En declaraciones a Europa Press, Gómez consideró que se trata de una reforma "positiva" en los sistemas constructivos, con la que se completa la implantación del Código Técnico de la Edificación (CTE). Esta nueva regulación del ruido conllevará un doble aislamiento, precisó: exterior, porque reducirá la contaminación acústica del tráfico aéreo en las viviendas colindantes a los aeropuertos; e interna, mediante la aplicación de sistemas de aislamiento en techos, paredes y cristales, a fin de aislar de manera notable las viviendas del ruido de los vecinos.

Sin embargo, es imposible predecir cuánto aumentarán su precio las viviendas con estos nuevos sistemas de aislamiento, porque un elemento es el coste de ejecución de la vivienda -precio de eonstrucción- y otro el precio final al que el promotor venda el inmueble. Además, existen distintos materiales con los que realizar el aislamiento acústicos, de precios y calidad "muy diferentes", por lo que dependerá de cada proyecto el incremento en el precio final.

Gómez estimó en este contexto que la crisis económica hace que ahora no sea un buen momento para la entrada en vigor de esta normativa, precisamente por la subida en los precios que llevará consigo. "El incremento del confort producirá sin duda un incremento de costes", resaltó, para insistir que al final, el precio de venta es "relativo" y dependerá "siempre" del precio que le quiera poner el promotor.
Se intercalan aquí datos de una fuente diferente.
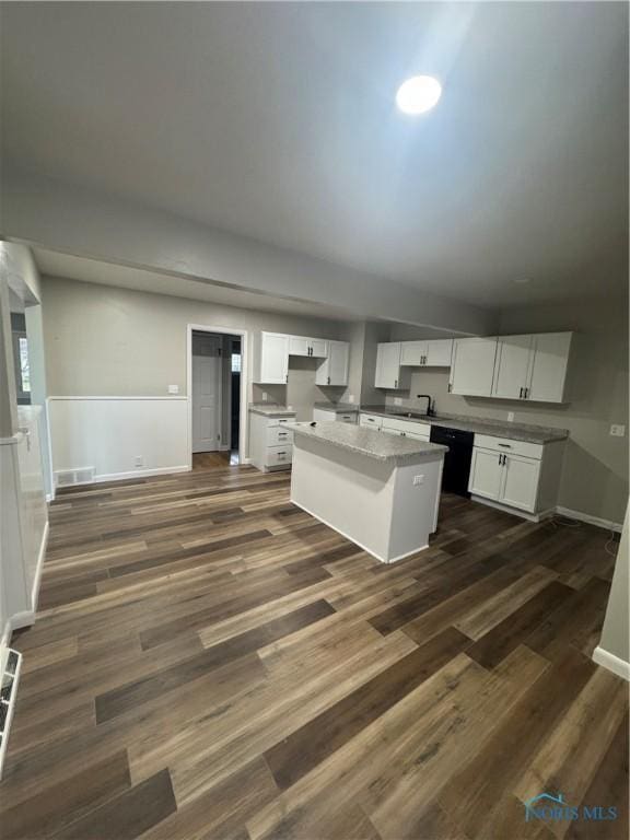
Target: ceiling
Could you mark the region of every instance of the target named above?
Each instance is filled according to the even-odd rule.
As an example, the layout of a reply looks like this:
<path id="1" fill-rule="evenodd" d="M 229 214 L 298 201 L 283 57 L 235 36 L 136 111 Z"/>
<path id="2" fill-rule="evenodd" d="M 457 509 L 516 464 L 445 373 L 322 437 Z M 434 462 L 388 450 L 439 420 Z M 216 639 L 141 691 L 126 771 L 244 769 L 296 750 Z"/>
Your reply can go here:
<path id="1" fill-rule="evenodd" d="M 246 292 L 209 281 L 189 280 L 177 275 L 158 273 L 128 266 L 102 262 L 71 254 L 60 254 L 46 248 L 34 247 L 33 255 L 40 273 L 67 280 L 81 280 L 88 283 L 117 285 L 140 292 L 168 294 L 174 298 L 188 298 L 224 306 L 240 306 L 257 312 L 275 312 L 303 317 L 331 318 L 334 320 L 357 320 L 360 313 L 350 313 L 332 306 L 323 306 L 308 301 L 289 298 L 276 298 L 269 294 Z"/>
<path id="2" fill-rule="evenodd" d="M 2 18 L 8 166 L 481 306 L 625 287 L 626 3 Z M 396 89 L 419 72 L 443 96 L 405 117 Z"/>

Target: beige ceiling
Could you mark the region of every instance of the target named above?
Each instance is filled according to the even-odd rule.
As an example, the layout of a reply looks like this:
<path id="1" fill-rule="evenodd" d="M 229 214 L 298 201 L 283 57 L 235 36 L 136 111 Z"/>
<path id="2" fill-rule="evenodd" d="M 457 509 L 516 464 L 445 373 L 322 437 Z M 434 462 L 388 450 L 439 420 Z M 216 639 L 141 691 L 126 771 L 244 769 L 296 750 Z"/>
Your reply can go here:
<path id="1" fill-rule="evenodd" d="M 626 3 L 2 18 L 8 167 L 482 306 L 625 288 Z M 411 119 L 394 95 L 417 72 L 444 93 Z"/>

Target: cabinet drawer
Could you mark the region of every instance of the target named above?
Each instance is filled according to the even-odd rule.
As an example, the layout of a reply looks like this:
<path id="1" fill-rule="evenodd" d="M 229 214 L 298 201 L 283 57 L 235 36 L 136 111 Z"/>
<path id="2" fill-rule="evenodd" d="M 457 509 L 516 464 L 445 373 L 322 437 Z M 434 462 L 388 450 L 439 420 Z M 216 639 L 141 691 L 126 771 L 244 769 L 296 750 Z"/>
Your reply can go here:
<path id="1" fill-rule="evenodd" d="M 369 429 L 381 429 L 383 425 L 383 418 L 378 415 L 360 415 L 359 424 L 365 425 Z"/>
<path id="2" fill-rule="evenodd" d="M 492 452 L 504 452 L 512 455 L 524 455 L 526 458 L 542 458 L 544 444 L 527 441 L 512 441 L 509 438 L 494 438 L 490 434 L 476 434 L 475 446 Z"/>
<path id="3" fill-rule="evenodd" d="M 295 415 L 291 417 L 270 417 L 267 420 L 267 429 L 272 429 L 276 425 L 288 425 L 295 422 Z"/>
<path id="4" fill-rule="evenodd" d="M 422 435 L 429 440 L 431 427 L 429 423 L 413 423 L 410 420 L 398 420 L 396 418 L 386 417 L 383 419 L 383 431 Z"/>
<path id="5" fill-rule="evenodd" d="M 282 446 L 293 443 L 293 432 L 283 425 L 270 425 L 267 429 L 267 446 Z"/>
<path id="6" fill-rule="evenodd" d="M 269 446 L 265 456 L 268 467 L 278 467 L 281 464 L 291 464 L 293 457 L 293 446 Z"/>

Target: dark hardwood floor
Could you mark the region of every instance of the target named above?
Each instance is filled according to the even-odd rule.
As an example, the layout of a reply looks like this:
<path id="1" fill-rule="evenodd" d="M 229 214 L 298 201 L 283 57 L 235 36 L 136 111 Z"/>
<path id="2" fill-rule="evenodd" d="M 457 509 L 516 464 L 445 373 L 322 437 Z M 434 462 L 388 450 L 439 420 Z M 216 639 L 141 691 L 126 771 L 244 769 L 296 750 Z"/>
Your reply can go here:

Así, a partir de ahora los edificios triplicarán el aislamiento acústico, que pasará, obligatoriamente, de los 42 a los 50 decibelios. El nuevo texto, que sustituye a la normativa de 1988, establece una nueva forma de medición, ya que el ruido no se medirá en laboratorio sino en la propia vivienda. Además, las exigencias de insonorización frente al ruido exterior "dependerán de la zona en la que se ubique la casa para garantizar los mismos niveles de silencio a todos los ciudadanos".